Data Analytics

The canonical new book about stream processing

Google software engineers Tyler Akidau, Slava Chernyak and Reuven Lax are co-authors of the upcoming O’Reilly Media book Streaming Systems: The What, Where, When, and How of Large-Scale Data Processing (now in Early Release). In the following Q&A, Tyler offers his reasons for writing this book, describes its intended readers and what readers will learn, and explains why streaming concepts have such an important role in managing and getting value from data at scale. You can learn more about GCP’s solution for stream analytics here.

streaming-QA8kl2.PNG

Why did you decide to write this book?
O’Reilly gave me the opportunity to write a couple of blog posts about stream processing for its Radar blog (now oreilly.com/ideas) back in 2015 ("The World Beyond Batch: Streaming 101" and "Streaming 102"). The posts were really well received but only covered a portion of the interesting story around stream processing. The book was an opportunity to cover more of that space. Plus, it was an interesting challenge. And writing an O’Reilly animal book is an honor I really never thought I’d have.

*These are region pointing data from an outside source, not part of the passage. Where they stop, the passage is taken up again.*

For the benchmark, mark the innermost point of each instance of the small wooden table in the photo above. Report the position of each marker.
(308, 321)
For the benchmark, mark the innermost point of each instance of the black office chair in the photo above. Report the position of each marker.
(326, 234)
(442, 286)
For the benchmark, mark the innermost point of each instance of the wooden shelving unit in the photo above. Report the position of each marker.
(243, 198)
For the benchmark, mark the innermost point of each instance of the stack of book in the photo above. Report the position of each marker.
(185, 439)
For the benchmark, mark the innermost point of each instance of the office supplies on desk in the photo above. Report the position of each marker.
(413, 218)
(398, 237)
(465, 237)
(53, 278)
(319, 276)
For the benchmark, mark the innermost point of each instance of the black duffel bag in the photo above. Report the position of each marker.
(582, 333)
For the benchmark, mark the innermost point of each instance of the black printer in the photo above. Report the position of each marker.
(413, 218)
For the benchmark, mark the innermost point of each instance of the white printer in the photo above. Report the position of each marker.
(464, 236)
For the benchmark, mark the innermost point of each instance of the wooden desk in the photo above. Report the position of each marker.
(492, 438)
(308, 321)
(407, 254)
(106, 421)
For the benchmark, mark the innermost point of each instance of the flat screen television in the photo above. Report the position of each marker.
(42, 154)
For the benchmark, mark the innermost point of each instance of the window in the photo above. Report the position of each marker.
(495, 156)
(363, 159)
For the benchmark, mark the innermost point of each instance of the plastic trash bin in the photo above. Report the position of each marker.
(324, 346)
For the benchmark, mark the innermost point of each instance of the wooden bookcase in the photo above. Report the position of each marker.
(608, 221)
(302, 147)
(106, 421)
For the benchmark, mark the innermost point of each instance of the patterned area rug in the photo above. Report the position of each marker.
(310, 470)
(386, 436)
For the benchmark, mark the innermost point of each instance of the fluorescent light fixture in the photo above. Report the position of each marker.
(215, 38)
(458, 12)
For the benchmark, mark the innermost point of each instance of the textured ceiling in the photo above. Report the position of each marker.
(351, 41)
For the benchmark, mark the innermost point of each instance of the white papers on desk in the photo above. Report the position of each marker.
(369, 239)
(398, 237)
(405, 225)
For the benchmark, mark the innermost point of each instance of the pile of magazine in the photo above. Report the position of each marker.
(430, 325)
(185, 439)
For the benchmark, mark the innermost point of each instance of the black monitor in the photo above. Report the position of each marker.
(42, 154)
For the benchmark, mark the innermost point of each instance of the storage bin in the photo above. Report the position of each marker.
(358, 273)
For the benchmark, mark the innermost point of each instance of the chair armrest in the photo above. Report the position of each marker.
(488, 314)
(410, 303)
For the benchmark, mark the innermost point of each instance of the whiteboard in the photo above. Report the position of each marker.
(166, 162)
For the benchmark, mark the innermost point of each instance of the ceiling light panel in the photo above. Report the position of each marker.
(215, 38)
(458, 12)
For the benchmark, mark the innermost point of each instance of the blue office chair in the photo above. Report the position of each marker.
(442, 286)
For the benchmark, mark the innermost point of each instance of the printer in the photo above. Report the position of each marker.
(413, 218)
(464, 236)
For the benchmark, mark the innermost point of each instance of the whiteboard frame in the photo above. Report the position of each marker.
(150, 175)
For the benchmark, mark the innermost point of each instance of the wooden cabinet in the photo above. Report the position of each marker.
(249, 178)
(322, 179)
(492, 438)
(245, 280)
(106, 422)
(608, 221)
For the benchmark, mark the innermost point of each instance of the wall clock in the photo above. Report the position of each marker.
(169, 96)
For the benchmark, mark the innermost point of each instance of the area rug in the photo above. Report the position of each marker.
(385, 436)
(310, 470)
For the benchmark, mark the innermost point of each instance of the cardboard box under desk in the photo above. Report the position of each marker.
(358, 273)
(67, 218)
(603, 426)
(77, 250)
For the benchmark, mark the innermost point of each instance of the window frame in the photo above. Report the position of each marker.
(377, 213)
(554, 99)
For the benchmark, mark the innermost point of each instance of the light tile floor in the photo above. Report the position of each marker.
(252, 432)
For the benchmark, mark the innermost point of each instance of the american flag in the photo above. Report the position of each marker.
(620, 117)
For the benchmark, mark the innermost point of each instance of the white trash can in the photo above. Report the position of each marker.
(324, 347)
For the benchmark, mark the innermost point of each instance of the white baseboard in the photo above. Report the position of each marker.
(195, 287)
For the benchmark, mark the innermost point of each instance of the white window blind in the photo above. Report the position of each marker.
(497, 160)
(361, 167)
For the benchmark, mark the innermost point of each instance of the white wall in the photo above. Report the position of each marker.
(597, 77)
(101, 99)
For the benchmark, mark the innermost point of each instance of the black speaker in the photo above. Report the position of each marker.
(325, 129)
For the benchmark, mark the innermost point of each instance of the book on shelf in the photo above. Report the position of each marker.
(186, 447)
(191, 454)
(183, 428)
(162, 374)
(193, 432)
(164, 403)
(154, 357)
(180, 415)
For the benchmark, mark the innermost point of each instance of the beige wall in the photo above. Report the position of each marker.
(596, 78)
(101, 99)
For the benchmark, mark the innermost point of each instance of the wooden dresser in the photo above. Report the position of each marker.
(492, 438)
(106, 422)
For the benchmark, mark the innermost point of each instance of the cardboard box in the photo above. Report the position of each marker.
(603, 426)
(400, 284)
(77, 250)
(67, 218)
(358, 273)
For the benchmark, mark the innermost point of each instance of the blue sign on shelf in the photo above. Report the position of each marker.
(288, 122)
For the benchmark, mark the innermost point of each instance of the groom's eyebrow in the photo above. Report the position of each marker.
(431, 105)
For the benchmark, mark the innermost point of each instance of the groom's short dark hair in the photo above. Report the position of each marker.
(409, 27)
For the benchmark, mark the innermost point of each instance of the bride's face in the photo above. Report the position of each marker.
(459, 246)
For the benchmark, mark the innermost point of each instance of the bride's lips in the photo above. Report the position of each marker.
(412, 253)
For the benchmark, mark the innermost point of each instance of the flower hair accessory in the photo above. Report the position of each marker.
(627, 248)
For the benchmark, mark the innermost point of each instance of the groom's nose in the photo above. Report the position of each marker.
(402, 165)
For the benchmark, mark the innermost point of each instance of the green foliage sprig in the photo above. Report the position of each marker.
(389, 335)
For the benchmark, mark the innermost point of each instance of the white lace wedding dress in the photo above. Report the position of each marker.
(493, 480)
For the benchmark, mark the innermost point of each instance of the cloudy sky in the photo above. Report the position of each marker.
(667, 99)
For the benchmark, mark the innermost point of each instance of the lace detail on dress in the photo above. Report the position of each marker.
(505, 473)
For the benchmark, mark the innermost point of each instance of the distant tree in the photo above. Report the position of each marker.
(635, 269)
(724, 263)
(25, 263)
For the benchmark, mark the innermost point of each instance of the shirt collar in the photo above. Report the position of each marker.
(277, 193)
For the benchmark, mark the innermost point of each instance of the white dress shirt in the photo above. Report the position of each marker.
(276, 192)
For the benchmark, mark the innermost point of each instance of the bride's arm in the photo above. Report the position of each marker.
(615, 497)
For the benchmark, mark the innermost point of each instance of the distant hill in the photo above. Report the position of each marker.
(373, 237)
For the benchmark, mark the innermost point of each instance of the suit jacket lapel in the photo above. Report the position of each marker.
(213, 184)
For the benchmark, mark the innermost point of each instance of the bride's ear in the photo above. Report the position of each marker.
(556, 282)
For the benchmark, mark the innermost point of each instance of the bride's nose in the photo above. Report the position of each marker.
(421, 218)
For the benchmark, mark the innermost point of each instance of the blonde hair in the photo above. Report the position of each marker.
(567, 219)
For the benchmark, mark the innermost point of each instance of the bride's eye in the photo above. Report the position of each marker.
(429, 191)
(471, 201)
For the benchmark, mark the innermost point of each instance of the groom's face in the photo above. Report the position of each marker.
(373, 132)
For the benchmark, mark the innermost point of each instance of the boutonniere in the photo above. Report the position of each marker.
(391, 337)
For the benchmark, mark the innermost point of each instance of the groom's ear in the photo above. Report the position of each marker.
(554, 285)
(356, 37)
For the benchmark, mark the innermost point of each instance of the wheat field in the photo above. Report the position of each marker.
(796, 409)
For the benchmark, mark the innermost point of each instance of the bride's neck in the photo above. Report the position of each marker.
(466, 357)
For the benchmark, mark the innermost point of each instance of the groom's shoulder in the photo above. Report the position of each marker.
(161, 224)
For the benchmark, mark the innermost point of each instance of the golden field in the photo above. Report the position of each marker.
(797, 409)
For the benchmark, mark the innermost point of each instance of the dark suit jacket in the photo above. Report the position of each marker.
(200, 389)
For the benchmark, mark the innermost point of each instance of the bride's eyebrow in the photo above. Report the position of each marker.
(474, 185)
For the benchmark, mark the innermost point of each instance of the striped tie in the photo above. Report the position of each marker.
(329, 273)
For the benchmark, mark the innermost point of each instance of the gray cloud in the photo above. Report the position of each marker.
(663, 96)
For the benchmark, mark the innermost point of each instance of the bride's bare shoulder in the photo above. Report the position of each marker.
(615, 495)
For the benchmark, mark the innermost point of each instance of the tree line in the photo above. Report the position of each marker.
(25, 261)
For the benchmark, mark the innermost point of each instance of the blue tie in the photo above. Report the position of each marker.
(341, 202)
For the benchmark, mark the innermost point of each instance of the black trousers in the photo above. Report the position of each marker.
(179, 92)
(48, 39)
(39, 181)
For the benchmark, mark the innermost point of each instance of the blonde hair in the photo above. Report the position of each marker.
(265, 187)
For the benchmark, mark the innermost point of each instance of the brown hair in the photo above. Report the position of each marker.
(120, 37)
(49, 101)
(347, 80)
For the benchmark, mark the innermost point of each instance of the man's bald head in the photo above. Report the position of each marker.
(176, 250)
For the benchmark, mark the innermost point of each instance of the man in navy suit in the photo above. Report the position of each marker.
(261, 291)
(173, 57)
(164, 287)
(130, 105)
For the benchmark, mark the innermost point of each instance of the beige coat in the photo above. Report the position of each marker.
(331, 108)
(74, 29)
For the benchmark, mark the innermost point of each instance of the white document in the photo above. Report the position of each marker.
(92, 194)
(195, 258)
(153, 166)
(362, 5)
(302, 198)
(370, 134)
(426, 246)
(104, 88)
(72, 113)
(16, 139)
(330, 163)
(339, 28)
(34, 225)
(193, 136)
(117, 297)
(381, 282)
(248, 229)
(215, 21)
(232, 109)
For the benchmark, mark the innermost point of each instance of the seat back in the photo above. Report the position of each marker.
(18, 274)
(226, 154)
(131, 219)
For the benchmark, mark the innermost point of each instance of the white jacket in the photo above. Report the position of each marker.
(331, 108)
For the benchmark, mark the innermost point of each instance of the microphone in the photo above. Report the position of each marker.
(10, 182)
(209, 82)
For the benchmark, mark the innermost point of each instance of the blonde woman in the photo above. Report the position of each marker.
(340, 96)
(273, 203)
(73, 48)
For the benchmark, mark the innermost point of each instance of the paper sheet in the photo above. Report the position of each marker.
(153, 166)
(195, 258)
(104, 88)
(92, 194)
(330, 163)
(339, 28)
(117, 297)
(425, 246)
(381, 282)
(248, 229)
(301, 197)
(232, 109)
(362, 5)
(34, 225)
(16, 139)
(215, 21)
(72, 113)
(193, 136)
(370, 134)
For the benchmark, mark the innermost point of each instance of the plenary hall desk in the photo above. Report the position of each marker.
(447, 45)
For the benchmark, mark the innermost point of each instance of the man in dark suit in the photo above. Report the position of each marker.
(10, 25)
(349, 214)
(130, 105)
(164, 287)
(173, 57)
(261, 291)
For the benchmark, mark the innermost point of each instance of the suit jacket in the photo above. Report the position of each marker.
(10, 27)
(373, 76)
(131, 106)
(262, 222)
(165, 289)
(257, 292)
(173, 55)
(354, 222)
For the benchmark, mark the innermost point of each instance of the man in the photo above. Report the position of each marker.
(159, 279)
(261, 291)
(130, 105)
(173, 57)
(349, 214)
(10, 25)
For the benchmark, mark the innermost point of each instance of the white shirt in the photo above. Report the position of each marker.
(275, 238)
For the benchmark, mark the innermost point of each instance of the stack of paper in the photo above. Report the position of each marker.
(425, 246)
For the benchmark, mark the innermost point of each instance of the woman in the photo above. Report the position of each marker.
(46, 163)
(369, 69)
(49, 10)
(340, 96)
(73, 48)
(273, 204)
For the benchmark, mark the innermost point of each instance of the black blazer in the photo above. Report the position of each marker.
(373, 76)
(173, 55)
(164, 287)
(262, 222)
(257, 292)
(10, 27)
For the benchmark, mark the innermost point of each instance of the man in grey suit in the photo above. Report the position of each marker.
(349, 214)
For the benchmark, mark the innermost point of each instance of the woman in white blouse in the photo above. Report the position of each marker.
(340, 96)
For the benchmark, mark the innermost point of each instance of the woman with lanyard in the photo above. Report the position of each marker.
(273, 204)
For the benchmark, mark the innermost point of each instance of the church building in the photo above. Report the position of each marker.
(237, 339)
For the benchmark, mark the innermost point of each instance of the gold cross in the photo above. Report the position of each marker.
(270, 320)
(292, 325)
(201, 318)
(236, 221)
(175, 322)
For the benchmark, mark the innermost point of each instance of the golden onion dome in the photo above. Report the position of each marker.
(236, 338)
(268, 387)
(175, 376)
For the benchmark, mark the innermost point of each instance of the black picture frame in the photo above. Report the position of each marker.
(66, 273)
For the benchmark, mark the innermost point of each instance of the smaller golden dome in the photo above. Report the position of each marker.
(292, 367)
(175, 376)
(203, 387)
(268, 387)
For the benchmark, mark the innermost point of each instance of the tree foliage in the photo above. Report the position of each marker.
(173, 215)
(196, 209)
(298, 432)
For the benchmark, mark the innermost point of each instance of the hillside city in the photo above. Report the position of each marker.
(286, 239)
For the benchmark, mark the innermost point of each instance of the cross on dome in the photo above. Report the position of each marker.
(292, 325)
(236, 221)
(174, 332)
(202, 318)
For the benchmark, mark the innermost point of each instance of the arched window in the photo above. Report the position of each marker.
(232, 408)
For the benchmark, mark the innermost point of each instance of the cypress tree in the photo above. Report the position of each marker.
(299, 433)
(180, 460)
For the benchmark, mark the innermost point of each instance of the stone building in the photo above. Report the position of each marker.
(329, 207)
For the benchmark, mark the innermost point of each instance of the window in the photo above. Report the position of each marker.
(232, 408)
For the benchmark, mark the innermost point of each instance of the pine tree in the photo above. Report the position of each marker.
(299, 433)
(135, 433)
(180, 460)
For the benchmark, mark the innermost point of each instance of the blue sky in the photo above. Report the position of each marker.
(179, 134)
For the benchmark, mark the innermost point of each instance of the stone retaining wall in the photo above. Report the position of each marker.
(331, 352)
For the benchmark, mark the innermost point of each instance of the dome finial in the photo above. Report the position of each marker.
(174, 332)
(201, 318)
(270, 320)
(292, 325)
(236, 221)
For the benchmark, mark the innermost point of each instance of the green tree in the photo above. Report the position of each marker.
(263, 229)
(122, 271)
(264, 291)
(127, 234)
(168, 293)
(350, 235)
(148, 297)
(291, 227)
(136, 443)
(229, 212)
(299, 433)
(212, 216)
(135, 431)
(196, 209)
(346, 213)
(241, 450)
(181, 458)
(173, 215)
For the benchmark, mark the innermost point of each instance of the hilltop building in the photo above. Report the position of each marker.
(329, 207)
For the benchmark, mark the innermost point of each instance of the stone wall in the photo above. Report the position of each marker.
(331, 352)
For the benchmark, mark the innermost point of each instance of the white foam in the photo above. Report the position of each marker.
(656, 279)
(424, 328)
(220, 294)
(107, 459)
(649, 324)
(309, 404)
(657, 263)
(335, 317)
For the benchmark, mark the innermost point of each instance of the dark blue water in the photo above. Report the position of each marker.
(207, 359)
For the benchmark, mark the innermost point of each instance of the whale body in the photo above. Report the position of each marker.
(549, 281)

What will readers learn from this book, exactly?
The goal I’ve had with the book is to provide an accessible and comprehensive conceptual view of data processing as a whole. It’s focused on streaming because I feel like that’s where a lot of the conceptual complexity lies, at least from a user’s perspective. That’s also where my expertise is. But the intent is for it to be illuminating beyond just the realm of stream processing.

Some people say that “streaming” is an overused term. What is your definition?
I feel like it’s just overloaded, although at this point that’s a lot less of an issue than it was two years ago when I first started writing about this stuff. Streaming used to be very heavily associated with approximate results. Many streaming systems weren’t very robust, and couldn’t be relied upon by themselves to generate accurate results. That’s really begun to change over the last couple of years, which is great to see.

As to my preferred definition, at the moment I’d say I have two:

  • The straightforward one: A data processing system which continually and incrementally processes an unbounded amount of input data.
  • The technical one: A data processing system which is able to trigger tables incrementally.
The first is the one I would typically use as an answer to this question. The second is a bit more opaque if you’re not familiar with the terminology in use, but I’m fond of how concise and precise it is otherwise; in my opinion, it drills down to the core conceptual difference between streaming and batch systems. If it’s still unclear, read the “streams & tables” chapter in the book and you’ll see what I mean.

Streaming systems have become more common recently. What is driving their adoption?   
More or less the same thing I said two years ago with Streaming 101: a continually increasing business-driven appetite for low latency analysis of (often massive) data, combined with the fact that a huge number of the interesting data sets out there are in fact unbounded in nature and otherwise awkward to process using classic batch processing systems.

What barriers to adoption remain, and how do users overcome them?
Honestly, many streaming systems are still pretty hard to use. They need to be simpler. They need to be more robust. They need to be more accessible overall. And at the same time, we need to get more folks thinking about data processing in the right way. The latter point is one of the things this book aims to help out with.

As for the others, I think it’s safe to say the industry is moving in those directions already. Lots of systems are playing with ways of making streaming simpler, particularly for more narrow sets of use cases. There’s also a continual push towards greater robustness, simpler ops, etc. In the meantime, users just kinda have to deal with it. :-)

Are we still in the early days of streaming systems? What work is yet to be done?
I wouldn’t call it early days; I’d call it the awkward teenage years. Streaming systems are starting to acquire all sorts of new skills, but they often aren’t very good at utilizing them, many of them still have a relatively narrow worldview, and they all have a lot to learn, often more than they realize. They basically have almost everything they need to accomplish amazing things, they just need a little more time to figure out how to tie it all together in a mature way. That’s maybe anthropomorphizing a bit much but I think it’s a pretty decent analogy for where we all stand as an industry. It’s an exciting time, with lots of promise for the future.

As far as what’s left to be done, as I alluded to above, I think a lot of it revolves around ease of use: simpler and cleaner APIs, better support for the natural evolution of pipelines over time, systems that are more easily managed and maintained, better integration with the outside world, better automatic performance… the list goes on. What’s nice is the core suite of necessary semantics is finally seeing broad adoption across the industry. That makes it possible to do lots of really useful things. The next step is for us as all to make it not just possible to accomplish those things, but easy. We’ll get there.